ともに1979年生まれの同級生である五十嵐亮太さん(左)と上村愛子さん【写真:荒川祐史】
ともに1979年生まれの同級生である五十嵐亮太さん(左)と上村愛子さん【写真:荒川祐史】

最後の五輪決勝で見せた自分らしい滑り「思いっきりいこう!」

上村:そうなんです(笑)。五輪では予選で2本滑って上位20人が決勝に進み、決勝では1本目で12人、2本目で6人に絞られます。最後の3本目、スーパーファイナルまで残るには1つでも減点されると残れない。だから、最後のソチでは、予選から決勝2本目まではめちゃくちゃ抑えて、ミスがないよう攻める滑りはしなかったんです。ギリギリ6位でスーパーファイナルに残り、「もういいんだ、思いっきりいこう!」と攻める滑りをしたらタイムが1秒も縮みました(笑)。

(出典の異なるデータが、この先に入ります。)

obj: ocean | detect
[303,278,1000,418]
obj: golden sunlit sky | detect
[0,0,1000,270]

五十嵐:見ている人には「上村さん、守りに入っているな」と分かるんですか?

上村:私にとって“守り”でも、ジャッジは減点要素の少ない滑りを求めるから評価されるんですよ。だから、技術で攻める私の滑りは一旦置いておいて、最後の6人に入る戦いをしなければいけない。そして、最後の1本では自分の滑りをしようと。

五十嵐:勝つためには大切なアプローチですよね。

上村:最後に自分の滑りをすると、会場やテレビで見てくれた人の心は鷲づかみにする。一方、ジャッジの評価は「ここまで安定して滑ってきたのに……」と低い(笑)。それでも最後の五輪で後悔するのは嫌だという気持ちが強かった。それこそ自己満足ですよね。点数は伸びなかったけど、攻めてタイムを伸ばしたし、皆さんに「最高だった!」と言ってもらえたので、そっちを取ろうと(笑)。

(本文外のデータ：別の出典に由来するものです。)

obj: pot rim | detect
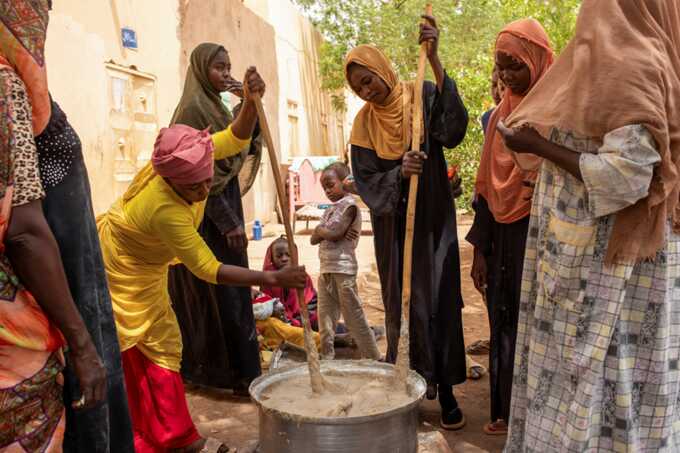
[248,360,427,425]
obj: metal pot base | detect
[250,360,426,453]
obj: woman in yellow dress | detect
[97,68,306,453]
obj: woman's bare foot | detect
[484,420,508,436]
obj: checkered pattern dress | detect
[505,125,680,453]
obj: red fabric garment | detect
[121,347,201,453]
[260,241,317,327]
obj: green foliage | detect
[295,0,580,207]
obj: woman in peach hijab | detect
[467,19,553,435]
[497,0,680,453]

五十嵐:上村さん、穏やかに話すし、落ち着いた感じですけど、勝負に関しては結構やんちゃだな(笑)。本当は激しくバーンっていきたいタイプ。

上村:そう、負けず嫌いなんです(笑)。

五十嵐:でも、その方が華があるし、見ていて面白いから、人を惹きつける魅力になる。長く応援されたのも、そこなんでしょうね。普段は全然そんな雰囲気はないけど、心ではメラメラと(笑)。家で旦那さん(アルペン元日本代表・皆川賢太郎さん)といる時に、アスリートで強気な面が出ることもあるんじゃないですか。

上村:戦う気持ちは家に持ち込まないようにしていたので、あまりないと思いますよ。

五十嵐:僕は持ち込まないつもりでいたけど、勝ち負けに左右されることもあって、結果として持ち込んでいたことがありましたね。

上村:今と比べたら、確かに意見を言い合うことは多かったかも。持ち込んでいなかったと思うけど、相手から見たら……。

五十嵐:相手からすると、ね。これは旦那さんに聞いてみないと(笑)。

○上村愛子(うえむら・あいこ)1979年12月9日、兵庫県生まれ。2歳の時に長野へ転居してから、雪やスキーと身近に育つ。中学2年生でアルペンスキーからモーグルに転向し、高校3年生だった1998年に長野五輪に出場し、7位入賞。2014年のソチまで五輪5大会連続入賞した。2007~08シーズンには日本人初のW杯年間総合優勝の快挙。2014年に引退後は競技の普及や環境活動などに取り組んでいる。11月9日にイラストを手掛けた絵本「ゆきゆきだいすき」(小学館)が出版された。